En el intento de esquivar un pozo, el señor que conducía, se llevó puesto un termotanque que estaba en el cordón de calle Alem. Si, un termotanque, que hasta quien escribe (que bastante colgadita es) lo vio. Un termotanque…el muy gil. Pero es muy fácil decirlo así, sin escrúpulos, ahora que ya paso. Pero en el momento ¡ahí los quiero ver! Porque si uno se lleva puesto un termotanque, sabe que no es la persona muy avivada, y nada peor que alguien te diga “¿No lo viste?”. Y no pelotudo, lo vi pero me encanta chocar con termotanques, es como un hobby nuevo que tengo. Otra frase que podría haber surgido es “Que boludo eh!”. La reacción hubiera sido similar a la anterior, aunque con menos ironía y un poco de bronca , prácticamente me hubiera mandado a inventar una maquina del tiempo asi puedo volver a la *** de mi madre. No había forma de salir ilesa de la situación y quedar en silencio no era una opción, por lo que con la diplomacia que me caracteriza, ahí,en medio del ojo del huracán, aposte a un simple “¿Pero vos estas bien?”.Glorioso.
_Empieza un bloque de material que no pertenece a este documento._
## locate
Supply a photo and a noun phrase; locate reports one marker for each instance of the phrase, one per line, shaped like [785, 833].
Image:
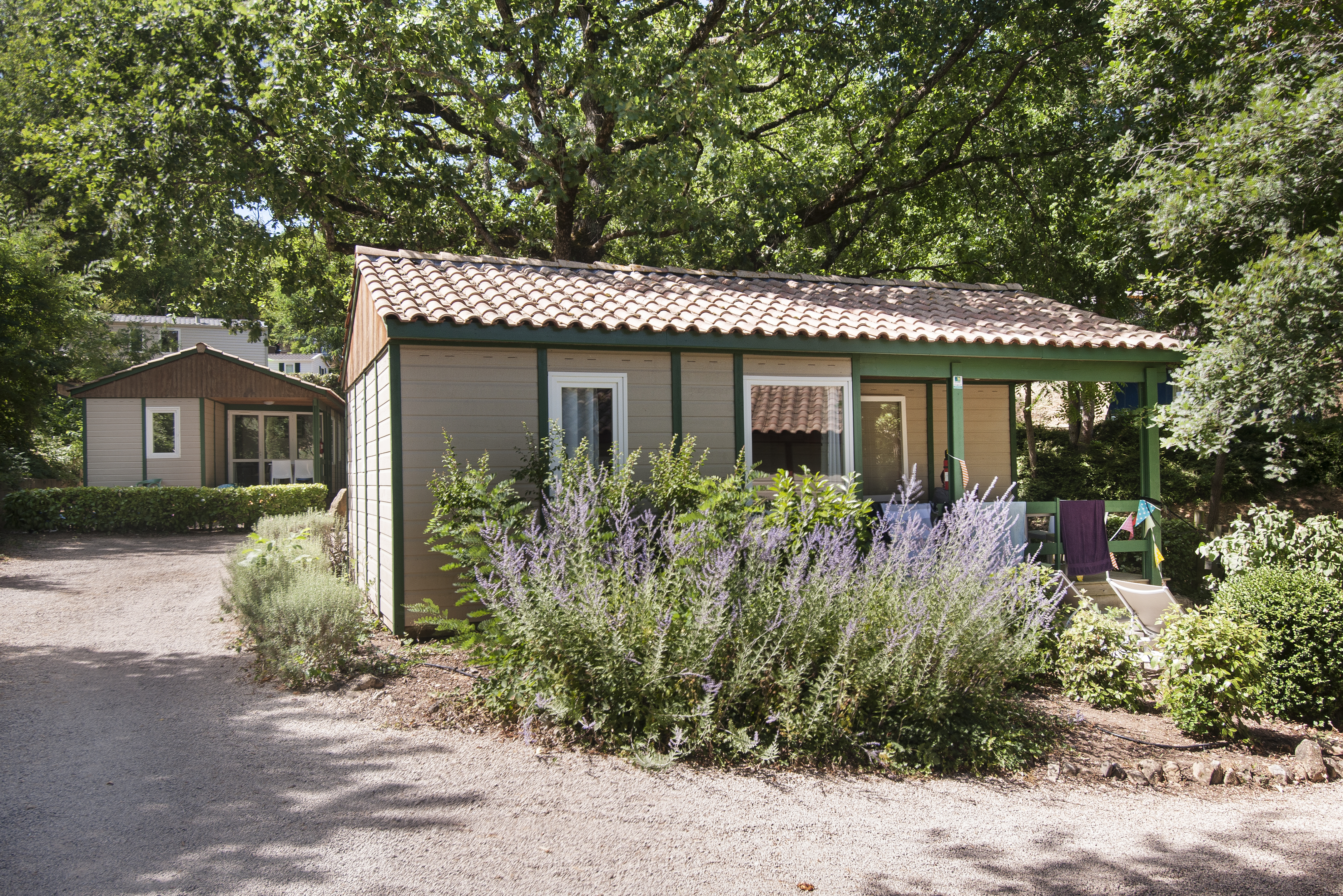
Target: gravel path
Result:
[139, 758]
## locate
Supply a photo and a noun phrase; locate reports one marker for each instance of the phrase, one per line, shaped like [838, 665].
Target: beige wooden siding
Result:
[988, 448]
[223, 340]
[186, 469]
[371, 487]
[707, 410]
[481, 398]
[649, 377]
[793, 366]
[115, 441]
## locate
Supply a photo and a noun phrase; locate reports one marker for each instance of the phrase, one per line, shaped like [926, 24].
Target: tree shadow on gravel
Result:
[1239, 862]
[132, 773]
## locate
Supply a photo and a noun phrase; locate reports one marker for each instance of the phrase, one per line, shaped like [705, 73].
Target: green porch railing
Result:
[1133, 546]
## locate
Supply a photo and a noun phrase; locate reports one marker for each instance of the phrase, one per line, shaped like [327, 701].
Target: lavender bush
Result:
[664, 636]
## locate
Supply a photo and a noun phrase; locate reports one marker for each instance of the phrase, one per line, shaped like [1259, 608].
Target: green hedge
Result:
[155, 510]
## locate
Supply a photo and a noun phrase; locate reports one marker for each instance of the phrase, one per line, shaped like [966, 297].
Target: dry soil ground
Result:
[137, 757]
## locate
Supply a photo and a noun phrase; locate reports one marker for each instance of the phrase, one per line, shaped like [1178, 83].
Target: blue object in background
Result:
[1127, 397]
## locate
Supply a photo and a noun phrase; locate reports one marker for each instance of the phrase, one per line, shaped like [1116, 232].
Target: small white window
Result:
[797, 422]
[592, 407]
[163, 432]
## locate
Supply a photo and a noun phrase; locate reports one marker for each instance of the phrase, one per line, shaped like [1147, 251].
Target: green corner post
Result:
[543, 396]
[677, 428]
[931, 473]
[856, 377]
[201, 418]
[394, 381]
[957, 428]
[316, 431]
[1150, 464]
[739, 402]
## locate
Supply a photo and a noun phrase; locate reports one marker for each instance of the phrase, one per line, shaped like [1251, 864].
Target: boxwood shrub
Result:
[155, 510]
[1302, 614]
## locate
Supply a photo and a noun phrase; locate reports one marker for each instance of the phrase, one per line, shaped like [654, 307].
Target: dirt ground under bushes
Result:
[140, 757]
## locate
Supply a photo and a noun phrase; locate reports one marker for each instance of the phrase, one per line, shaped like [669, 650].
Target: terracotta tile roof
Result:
[411, 287]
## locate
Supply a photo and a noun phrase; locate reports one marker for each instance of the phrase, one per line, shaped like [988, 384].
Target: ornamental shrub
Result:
[1302, 616]
[1274, 538]
[665, 636]
[155, 510]
[304, 621]
[1215, 671]
[1099, 659]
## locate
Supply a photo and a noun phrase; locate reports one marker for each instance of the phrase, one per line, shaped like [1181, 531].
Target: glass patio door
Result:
[270, 449]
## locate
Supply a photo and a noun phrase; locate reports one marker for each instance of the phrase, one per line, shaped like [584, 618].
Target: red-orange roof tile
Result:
[461, 289]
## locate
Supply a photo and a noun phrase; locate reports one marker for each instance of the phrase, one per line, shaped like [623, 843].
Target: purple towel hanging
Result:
[1082, 526]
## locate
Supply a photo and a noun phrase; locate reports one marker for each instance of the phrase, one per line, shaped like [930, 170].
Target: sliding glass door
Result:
[270, 448]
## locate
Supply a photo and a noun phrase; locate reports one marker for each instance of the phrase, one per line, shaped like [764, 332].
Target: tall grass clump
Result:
[304, 621]
[749, 639]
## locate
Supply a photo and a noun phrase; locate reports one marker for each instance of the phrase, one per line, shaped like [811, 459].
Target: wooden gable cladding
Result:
[198, 374]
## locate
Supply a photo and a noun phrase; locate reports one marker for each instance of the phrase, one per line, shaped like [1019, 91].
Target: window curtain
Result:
[832, 438]
[581, 421]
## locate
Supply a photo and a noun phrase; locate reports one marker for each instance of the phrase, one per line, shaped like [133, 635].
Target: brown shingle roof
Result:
[461, 289]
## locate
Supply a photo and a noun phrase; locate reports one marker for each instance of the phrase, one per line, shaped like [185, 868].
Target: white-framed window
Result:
[800, 421]
[592, 407]
[885, 444]
[163, 432]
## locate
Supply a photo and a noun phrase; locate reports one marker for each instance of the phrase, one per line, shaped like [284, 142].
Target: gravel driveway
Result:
[136, 757]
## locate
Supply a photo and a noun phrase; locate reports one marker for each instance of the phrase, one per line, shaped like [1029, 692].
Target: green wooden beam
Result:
[394, 382]
[543, 396]
[739, 402]
[856, 378]
[933, 471]
[957, 426]
[476, 332]
[677, 429]
[1012, 434]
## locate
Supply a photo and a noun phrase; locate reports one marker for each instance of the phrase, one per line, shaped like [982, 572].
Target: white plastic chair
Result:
[1147, 602]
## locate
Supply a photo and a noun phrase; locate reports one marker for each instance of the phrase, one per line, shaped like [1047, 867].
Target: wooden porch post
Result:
[1150, 468]
[955, 428]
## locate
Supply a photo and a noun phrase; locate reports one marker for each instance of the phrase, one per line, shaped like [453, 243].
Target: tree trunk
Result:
[1031, 433]
[1215, 504]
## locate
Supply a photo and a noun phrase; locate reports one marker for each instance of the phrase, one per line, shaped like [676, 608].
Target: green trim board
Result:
[677, 428]
[856, 411]
[933, 469]
[394, 382]
[202, 420]
[957, 428]
[739, 402]
[761, 343]
[543, 394]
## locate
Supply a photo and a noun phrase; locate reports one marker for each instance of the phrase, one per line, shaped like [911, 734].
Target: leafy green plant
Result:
[1274, 538]
[1099, 659]
[155, 510]
[664, 636]
[305, 623]
[1302, 616]
[1213, 676]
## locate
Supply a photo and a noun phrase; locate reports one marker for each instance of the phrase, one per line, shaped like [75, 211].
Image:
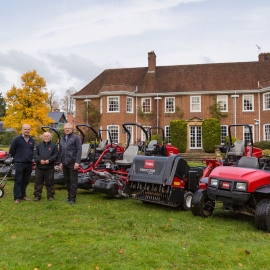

Porque estas situación es como cuando un amigo se entera que es cornudo. No le podes decir “Hey bolsa de cuernos, tal cosa”al otro día de que le llega la amarga noticia. ¡No señor! Hay, para todo, un tiempo especifico de espera que el amigo debe respetar. Por eso y ahora si, después de una semana, nos podemos despachar con un: “Que gil leo, chocar así” o hilar mas fino y, con ironía, decir “La moto no es lo tuyo, pero en los clasificados hay un par de tractores que te vendrían re bien”. Pero para que no haya rencores, voy a decirlo: ¡Felicitaciones por la moto, monin!